Why, a trip to the Cotton Bowl, of course.
That's what Ole Miss locked up Friday after clobbering Mississippi State 45-0 and watching LSU fall 31-30 to Arkansas in a last-minute thriller in Little Rock. Several people saw the Rebels improving -- I was sort of on the fence -- but few anticipated a second-place SEC West showing and a visit to Dallas this year.
Mississippi, though, beat Mississippi State the same way they beat LSU and other teams before them: A nice day from QB Jevan Snead (14-of-19, 213 yards, 4 TDs, 1 INT) and a marauding defensive line that sacked Mississippi State's three signal-callers a jaw-dropping 10 times and held the Bulldogs' running backs to 18 yards. Mississippi State finished the day with minus-51 yards rushing and just 37 yards in total offense.
It was enough to drive Bully to drink.
Aside from Snead, the player of the game for Ole Miss was WR Mike Wallace, who grabbed four passes for 105 yards and 2 TDs and tacked on 28 yards rushing in his final regular-season game. You would say that's not a bad way to end a career -- but for the first time for Wallace and his fellow seniors, the year didn't end with the Egg Bowl. It ends in January -- in the Cotton Bowl.
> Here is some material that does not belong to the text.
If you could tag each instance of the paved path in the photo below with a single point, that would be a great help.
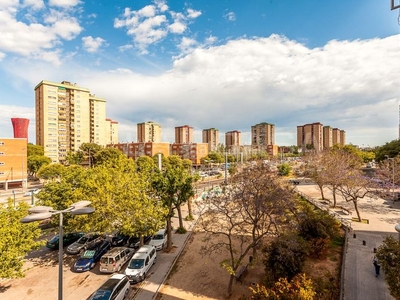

For Mississippi State, the denouement of an awful season brings a tricky question: What to do with Sylvester Croom, who led the Bulldogs to an 8-5 season last year with an array of smoke and mirrors, then saw it dissolve into a 4-8 nightmare this year.
Okay, so maybe it's not a tricky question for some.
It's fair when Croom's supporters point out that he was hampered his first two years by NCAA sanctions left over from the previous regime. But it's also fair when critics note that there hasn't been any consistent improvement over Croom's tenure; he won three games in 2004, three in 2005 and three in 2006 before last year's dubious "breakthrough." And he has retained Woody McCorvey, which could be a firing offense itself.
Before Friday, at least Croom was 2-2 against his cross-state rival. But with the most recent defeat, even that defense has been taken away.